More than eight decades after it was installed, a memorial to the three 19th-century sibling novelists in London’s Westminster Abbey was amended Thursday to restore the diaereses – the two dots over the e in their surname.

The dots — which indicate that the name is pronounced “brontay” rather than “bront” — were omitted when the stone tablet commemorating Charlotte, Emily and Anne was erected in the abbey’s Poets’ Corner in October 1939, just after the outbreak of World War II.

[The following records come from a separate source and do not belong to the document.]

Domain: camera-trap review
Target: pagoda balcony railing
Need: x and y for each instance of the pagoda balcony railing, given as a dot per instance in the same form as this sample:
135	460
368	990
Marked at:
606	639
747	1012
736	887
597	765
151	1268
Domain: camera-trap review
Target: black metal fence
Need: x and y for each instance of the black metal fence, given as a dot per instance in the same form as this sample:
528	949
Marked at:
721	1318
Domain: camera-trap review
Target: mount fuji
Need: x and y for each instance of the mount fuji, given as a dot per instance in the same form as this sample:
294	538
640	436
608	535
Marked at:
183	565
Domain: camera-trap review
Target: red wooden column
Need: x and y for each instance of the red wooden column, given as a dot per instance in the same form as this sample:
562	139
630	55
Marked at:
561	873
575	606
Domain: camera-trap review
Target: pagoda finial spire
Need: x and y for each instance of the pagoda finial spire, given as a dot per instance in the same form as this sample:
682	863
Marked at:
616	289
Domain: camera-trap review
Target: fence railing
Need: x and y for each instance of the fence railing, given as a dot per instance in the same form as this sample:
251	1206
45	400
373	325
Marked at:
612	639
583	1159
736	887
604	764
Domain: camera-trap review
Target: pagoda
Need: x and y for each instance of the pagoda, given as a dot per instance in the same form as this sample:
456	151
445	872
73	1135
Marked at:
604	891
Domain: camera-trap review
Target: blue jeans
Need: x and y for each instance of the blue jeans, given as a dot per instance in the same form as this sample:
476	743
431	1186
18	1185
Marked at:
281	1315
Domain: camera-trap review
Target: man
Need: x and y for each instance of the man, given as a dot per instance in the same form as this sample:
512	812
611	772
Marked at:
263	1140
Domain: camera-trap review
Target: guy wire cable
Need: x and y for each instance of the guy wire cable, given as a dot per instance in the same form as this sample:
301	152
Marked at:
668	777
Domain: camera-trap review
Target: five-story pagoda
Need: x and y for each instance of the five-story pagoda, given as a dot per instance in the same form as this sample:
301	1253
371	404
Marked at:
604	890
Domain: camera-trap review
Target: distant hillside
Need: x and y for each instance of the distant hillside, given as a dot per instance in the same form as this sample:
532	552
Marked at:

They were restored after Brontë historian Sharon Wright, editor of the Brontë Society Gazette, raised the issue with Dean of Westminster David Hoyle. The abbey asked its stonemason to tap in the dots and its conservator to paint them.

“There’s no paper record for anyone complaining about this or mentioning this, so I just wanted to put it right, really,” Wright said. “These three Yorkshire women deserve their place here, but they also deserve to have their name spelled correctly.”

It’s believed the writers’ Irish father Patrick changed the spelling of his surname from Brunty or Prunty when he went to university in England.

Raised on the wild Yorkshire moors, all three sisters died before they were 40, leaving enduring novels including Charlotte’s “Jane Eyre,” Emily’s “Wuthering Heights” and Anne’s “The Tenant of Wildfell Hall.”

Rebecca Yorke, director of the Brontë Society, welcomed the restoration.

“As the Brontës and their work are loved and respected all over the world, it’s entirely appropriate that their name is spelled correctly on their memorial,” she said.